La crisis ha destruido el delicado equilibrio económico de las clases medias. Y en Canarias, donde ese equilibrio era menos estable, lo ha hecho con mayor rapidez y gravedad. Quienes han perdido sus empleos han perdido todo lo que tenían. En aquellas familias en las que trabajaban los dos adultos y los dos se han quedado sin ocupación, la situación es más terrible y la caída en la pobreza, meteórica. Los primeros años de la crisis funcionaron los mecanismos para sostener la dignidad: el apoyo familiar, los ahorros de la abuela, las pensiones de jubilación pagando las cuotas de la hipoteca. Pero eso tiene un límite. Administraciones empobrecidas por años de despilfarro y corrupción tuvieron que implementar medidas para acudir en auxilio de las situaciones más desesperadas. Se detectó que había familias en las que -por primera vez en décadas- los niños pasaban hambre de verdad. El Gobierno de Canarias puso en marcha su medida más popular, los comedores escolares de verano. Acudieron miles de niños. Fue el reflejo práctico de lo que hoy revelan los datos de Cáritas, mientras los Gobiernos nos repiten cifras optimistas, mientras se disparan las compras de artículos de lujo y los bancos empiezan a colocar las propiedades embargadas a gente con posibles.
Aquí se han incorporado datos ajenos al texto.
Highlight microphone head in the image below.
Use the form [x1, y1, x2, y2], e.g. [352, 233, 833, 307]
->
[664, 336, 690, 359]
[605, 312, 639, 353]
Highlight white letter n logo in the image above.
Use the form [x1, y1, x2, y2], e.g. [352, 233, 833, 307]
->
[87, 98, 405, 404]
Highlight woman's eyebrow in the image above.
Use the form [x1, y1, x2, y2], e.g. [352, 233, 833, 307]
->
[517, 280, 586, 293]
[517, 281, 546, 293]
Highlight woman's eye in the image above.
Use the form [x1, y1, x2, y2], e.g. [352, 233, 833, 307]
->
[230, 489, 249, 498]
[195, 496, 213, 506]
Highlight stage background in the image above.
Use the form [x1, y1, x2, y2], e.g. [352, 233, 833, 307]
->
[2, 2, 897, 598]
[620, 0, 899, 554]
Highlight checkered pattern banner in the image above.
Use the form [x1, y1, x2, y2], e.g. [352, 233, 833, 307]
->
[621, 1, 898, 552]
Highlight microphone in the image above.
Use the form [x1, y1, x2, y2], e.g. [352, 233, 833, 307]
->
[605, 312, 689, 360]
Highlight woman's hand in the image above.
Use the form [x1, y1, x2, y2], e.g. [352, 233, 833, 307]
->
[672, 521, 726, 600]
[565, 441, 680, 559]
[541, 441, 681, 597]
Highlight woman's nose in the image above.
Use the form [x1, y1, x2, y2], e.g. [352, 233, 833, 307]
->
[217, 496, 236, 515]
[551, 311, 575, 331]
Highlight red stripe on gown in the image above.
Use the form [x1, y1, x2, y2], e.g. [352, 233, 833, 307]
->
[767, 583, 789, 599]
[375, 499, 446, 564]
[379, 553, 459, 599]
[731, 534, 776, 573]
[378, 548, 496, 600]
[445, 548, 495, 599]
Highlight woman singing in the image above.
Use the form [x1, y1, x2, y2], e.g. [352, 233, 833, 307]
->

Porque la crisis deja una leve pista de fortunas aumentadas y una gigantesca mancha de padres y madres jóvenes y sin empleo que han tirado definitivamente la toalla, que solo aspiran ya a recibir los 400 euros de caridad del Gobierno mientras mandan a sus hijos a buscar comida a los Bancos de Alimentos. Esa es la realidad tras la puerta de las viviendas municipales cuyo alquiler no paga nadie, y en esas plazas de barriada llenas de chicos y chicas sin futuro, pobres hoy y más pobres el año que viene, sin estímulo para estudiar, sin modelos familiares que imitar, sin más valores que los de la calle ni más premios que los que ofrece la pequeña delincuencia. Chicos sin salida ni esperanza alguna, amarrados a una caridad pública que habrá de mantenerles en la miseria durante el resto de sus vidas.